Le saviez-vous, le nom moutarde de Dijon n’est malheureusement pas une appellation d’origine contrôlée (AOP ou IGP). Il n’est donc pas juridiquement protégé. Explications.
Saviez-vous que 80 à 95 % des moutardes de Dijon vendues en France sont en fait des moutardes canadiennes ?
Fabrication de la moutarde de Dijon
La moutarde de Dijon fait partie de ces fleurons de la gastronomie française, au même titre que nos centaines de fromages ou que nos précieux vignobles.
Ce condiment est très largement apprécié partout dans le monde. La moutarde est d’ailleurs placée en 3ème position des condiments les plus consommés après le sel et le poivre. On en mange quotidiennement dans la plupart des foyers français, et la moutarde est devenue incontournable dans le domaine de la gastronomie.
En France, on produisait 85 000 tonnes/an de pâte à moutarde par an, mais, en 2022, le secteur de la moutarde Française fait face à de grosses pénuries en raison des aléas climatiques.

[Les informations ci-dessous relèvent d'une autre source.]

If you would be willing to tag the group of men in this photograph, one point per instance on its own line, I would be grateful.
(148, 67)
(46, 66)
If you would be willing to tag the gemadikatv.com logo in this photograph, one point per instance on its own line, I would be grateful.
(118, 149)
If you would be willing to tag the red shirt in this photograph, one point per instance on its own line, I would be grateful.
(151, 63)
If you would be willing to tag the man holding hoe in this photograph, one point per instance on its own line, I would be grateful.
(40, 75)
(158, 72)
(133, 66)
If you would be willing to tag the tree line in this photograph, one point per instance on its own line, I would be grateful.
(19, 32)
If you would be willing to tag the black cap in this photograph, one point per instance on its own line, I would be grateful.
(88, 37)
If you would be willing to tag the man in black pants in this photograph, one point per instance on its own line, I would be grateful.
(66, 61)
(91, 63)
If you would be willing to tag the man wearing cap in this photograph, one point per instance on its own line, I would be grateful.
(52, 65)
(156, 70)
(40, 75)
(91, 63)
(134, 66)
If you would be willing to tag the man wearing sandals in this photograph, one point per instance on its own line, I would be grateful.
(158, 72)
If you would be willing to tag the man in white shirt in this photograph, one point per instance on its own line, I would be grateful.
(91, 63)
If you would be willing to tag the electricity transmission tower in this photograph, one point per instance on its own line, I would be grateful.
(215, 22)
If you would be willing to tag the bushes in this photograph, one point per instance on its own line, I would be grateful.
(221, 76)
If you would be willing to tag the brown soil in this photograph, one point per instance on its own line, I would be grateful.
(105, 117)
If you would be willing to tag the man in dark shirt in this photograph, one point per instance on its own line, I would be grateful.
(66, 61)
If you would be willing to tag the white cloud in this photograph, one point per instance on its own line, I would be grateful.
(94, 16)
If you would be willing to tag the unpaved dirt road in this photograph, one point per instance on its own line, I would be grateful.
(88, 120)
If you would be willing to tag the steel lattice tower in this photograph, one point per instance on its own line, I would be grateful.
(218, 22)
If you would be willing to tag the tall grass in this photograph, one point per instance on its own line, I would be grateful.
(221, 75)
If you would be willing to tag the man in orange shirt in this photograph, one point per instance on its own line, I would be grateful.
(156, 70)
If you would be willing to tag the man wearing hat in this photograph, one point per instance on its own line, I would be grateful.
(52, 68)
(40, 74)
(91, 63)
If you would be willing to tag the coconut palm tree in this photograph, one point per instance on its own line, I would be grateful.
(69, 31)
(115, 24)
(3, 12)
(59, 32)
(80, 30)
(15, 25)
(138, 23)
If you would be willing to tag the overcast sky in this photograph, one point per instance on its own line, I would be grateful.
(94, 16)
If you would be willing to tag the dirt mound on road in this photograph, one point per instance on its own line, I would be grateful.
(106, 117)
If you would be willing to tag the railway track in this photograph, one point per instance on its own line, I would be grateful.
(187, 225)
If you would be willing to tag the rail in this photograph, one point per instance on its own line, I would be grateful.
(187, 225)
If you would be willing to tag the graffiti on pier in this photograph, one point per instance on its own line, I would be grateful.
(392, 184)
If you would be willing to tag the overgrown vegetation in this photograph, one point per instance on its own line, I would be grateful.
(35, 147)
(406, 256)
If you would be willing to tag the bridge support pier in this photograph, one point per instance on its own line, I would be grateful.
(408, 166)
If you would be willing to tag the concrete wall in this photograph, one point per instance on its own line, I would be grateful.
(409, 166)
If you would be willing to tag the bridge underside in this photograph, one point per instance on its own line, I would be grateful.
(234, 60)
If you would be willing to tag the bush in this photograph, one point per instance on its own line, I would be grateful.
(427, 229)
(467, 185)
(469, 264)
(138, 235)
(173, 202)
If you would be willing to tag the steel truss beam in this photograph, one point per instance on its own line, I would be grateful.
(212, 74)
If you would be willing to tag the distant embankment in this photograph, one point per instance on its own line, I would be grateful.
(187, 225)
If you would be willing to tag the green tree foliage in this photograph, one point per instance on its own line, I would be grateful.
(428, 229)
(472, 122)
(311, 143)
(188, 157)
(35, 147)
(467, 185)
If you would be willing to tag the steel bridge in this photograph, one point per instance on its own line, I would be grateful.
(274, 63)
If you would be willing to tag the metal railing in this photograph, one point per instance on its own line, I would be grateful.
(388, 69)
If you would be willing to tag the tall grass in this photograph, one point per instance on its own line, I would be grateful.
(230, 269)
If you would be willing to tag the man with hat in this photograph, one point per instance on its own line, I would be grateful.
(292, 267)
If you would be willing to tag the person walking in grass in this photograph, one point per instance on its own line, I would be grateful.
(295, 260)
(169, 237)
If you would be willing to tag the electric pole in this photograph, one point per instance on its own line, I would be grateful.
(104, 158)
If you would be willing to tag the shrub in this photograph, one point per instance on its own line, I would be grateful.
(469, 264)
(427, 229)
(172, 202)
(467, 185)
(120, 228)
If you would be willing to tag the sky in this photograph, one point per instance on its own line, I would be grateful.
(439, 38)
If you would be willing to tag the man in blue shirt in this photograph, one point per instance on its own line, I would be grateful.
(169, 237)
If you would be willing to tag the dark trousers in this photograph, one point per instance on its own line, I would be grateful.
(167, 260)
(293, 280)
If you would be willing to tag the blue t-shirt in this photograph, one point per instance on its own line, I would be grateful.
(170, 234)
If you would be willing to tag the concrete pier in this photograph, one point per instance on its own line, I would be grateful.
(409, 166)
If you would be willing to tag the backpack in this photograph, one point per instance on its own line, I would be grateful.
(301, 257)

La moutarde est fabriquée à partir de toutes petites graines noires, brassica nigra. Il en faut 500 000 pour fabriquer 1 kilo de condiment. Ces graines sont réduites en farine à laquelle on mélange du verjus. Selon les recettes, d’autres ingrédients peuvent y être ajoutés comme du vinaigre, du vin blanc, du miel, etc. Les ingrédients autorisés sont rassemblés dans une liste figurant dans le décret 2000-658.
Le saviez-vous ? – Quand la moutarde vous monte au nez
La graine de moutarde « telle quelle » ne pique pas. C’est lors du processus de fabrication que deux des composés présents dans la graine, la sinigrine et la myosine se mélangent pour se transformer en isothyocyanate d’allyle, une molécule aromatique qui confère le piquant. On retrouve cette même molécule dans le raifort et dans le wasabi.
Le piquant est détecté par la langue qui envoie un message au nerf trijumeau et qui, en passant à proximité du nez, nous donne tout simplement envie d’éternuer !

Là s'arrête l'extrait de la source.